Кесаревна Отрада между славой и смертью. Книга вторая - Лазарчук Андрей Геннадьевич 8 стр.


Беда только, что в этом состоянии картина мира не представляла для него ни малейшего интереса.

Потом, если удастся выжить, можно будет попытаться перебрать то, что задержалось в памяти... обрывки и лоскутки... Так примерно, как тревожным утром вспоминаешь остатки странного сна.

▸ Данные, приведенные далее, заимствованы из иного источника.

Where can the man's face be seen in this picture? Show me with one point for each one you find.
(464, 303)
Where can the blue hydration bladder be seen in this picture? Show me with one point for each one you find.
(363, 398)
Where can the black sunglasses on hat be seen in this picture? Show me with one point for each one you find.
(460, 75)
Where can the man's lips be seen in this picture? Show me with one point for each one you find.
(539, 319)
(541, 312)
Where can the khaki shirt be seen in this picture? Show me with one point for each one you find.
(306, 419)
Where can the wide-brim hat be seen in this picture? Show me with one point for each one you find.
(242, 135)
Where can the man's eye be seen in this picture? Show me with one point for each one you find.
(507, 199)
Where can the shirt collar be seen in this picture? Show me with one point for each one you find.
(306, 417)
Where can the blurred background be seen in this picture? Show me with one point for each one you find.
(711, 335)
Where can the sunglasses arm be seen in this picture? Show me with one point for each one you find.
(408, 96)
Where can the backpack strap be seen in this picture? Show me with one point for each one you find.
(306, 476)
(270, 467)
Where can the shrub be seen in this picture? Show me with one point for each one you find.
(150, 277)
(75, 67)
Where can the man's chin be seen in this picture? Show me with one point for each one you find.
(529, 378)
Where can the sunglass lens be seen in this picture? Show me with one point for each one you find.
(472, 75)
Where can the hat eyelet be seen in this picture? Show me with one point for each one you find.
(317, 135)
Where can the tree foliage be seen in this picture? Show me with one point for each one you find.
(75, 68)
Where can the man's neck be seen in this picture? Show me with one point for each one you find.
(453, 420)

И так же, как иногда сон много времени спустя вспоминается весь, каким-то узором совпав с лицом, событием, положением тел, фигурой речи – так и по завалявшемуся где-то в темном чуланчике обрывку картины восстанавливаешь вдруг ее всю – и понимаешь, что в действиях своих, слепых, наивных, – был прав.

Или не был прав.

Но для этого нужно выжить, а еще – потом – нужно спокойствие. И скука.

Лучше всего – зимняя скука. Дорожки меж сугробов и мягкие медленные хлопья сверху, и прямые синие столбы дымов. И можно подцепить ладонью снег и умыть лицо, умыть глаза, унять исходящий из них жар... Он мысленно умылся снегом и посмотрел направо, потом налево.

Воины его отбегали в сторонку, чтобы помочиться. Обе пушки стояли готовые к бою, фитили дымились. Те воины, что оставались с ним при пушках, как-то сразу стали отличаться от остальных.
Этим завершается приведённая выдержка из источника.